The last book under review, Bitter Chocolate: Child Sexual Abuse in India written by Pinki Virani in 2000, according to its publishers, has been updated with a new chapter on childhood sexual abuse, as suffered and recalled by adolescents. A number of case studies in the book reveal the extent of child sexual abuse in Indian homes and outside. The book also gives details of self-help books and helplines in major cities.

In the afterword, the author concedes that there is no final way of arriving at a statistic to indicate whether child sexual abuse is on the rise. The book should have been updated to include the effectiveness of the recent legal safeguards under POCSO to ensure non-disclosure of the child-survivor’s identity, ways to avoid insensitive questioning that can cause distress to the child-survivor, and separation of the child from the accused at the time of questioning. POCSO’s enactment may be a belated answer to the concerns raised by Pinki Virani but its adequacy to address the magnitude of the problem must be examined.

According to Rajesh Talwar, POCSO includes the latest trends and juristic thinking on the issue of the welfare of the children in the context of sexual violence against them. The new law defines a child as any person below the age of 18, which, according to him, is a flaw, even though it is consistent with the current age of consent, which has been raised from 16 to 18.

Sexual offences under POCSO are gender neutral in terms of the victim but not the perpetrator, who can only be a male. But Pinki Virani and Rajesh Talwar maintain that child sex abusers also include females.

Pinki Virani, a journalist and a social activist, was recently in the news for filing a public interest petition in the Supreme Court challenging the presidential commutation of the death sentences of those convicted and sentenced in child rape cases into life sentences. Although the Criminal Law (Amendment) Act, 2013, makes death penalty one of the options before a judge while sentencing an accused convicted of an aggravated sexual assault, or leaving the victim in a persistent vegetative state or an accused convicted twice for rape, death penalty is not mandatory in child rape cases. Therefore, Pinki Virani’s petition, which has been admitted for hearing, raises the important issue of presidential powers in deciding mercy petitions of convicts, whatever the gravity of their crimes. It may be constitutionally impermissible for the judiciary to create a separate category of prisoners accused of child rape and deny them the right to seek the President’s pardon on legally permissible grounds.

Rajesh Talwar is doubtful whether the death penalty can be an effective deterrent to such crimes. He seems to endorse Ashis Nandy’s stand that perpetrators of such violence have little control over their rage and instinctual drives and are immune to fears of punishment.

As Pinki Virani admits in her book, a court of law can only give a judgment, and not real justice to a child who has been abused sexually. And yet, she says, judgments must remain the final yardstick because justice, if it cannot be truly done, should at least be seen to be done.

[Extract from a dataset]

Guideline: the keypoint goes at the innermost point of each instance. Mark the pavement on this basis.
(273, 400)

There are several judgments which, according to her, refer to virginity as being a girl’s only virtue and marriage her only goal. No wonder, judges not sensitised enough to gender issues destroy the very notion of justice when they deal with cases relating to girl children and sexual abuse. If judges, as Pinki Virani alleges on the basis of her research, expect a little girl to speak loudly, clearly, without confusion in the court about the sexual abuse that has caused her so much hurt, then it clearly shows their insensitivity to gender justice.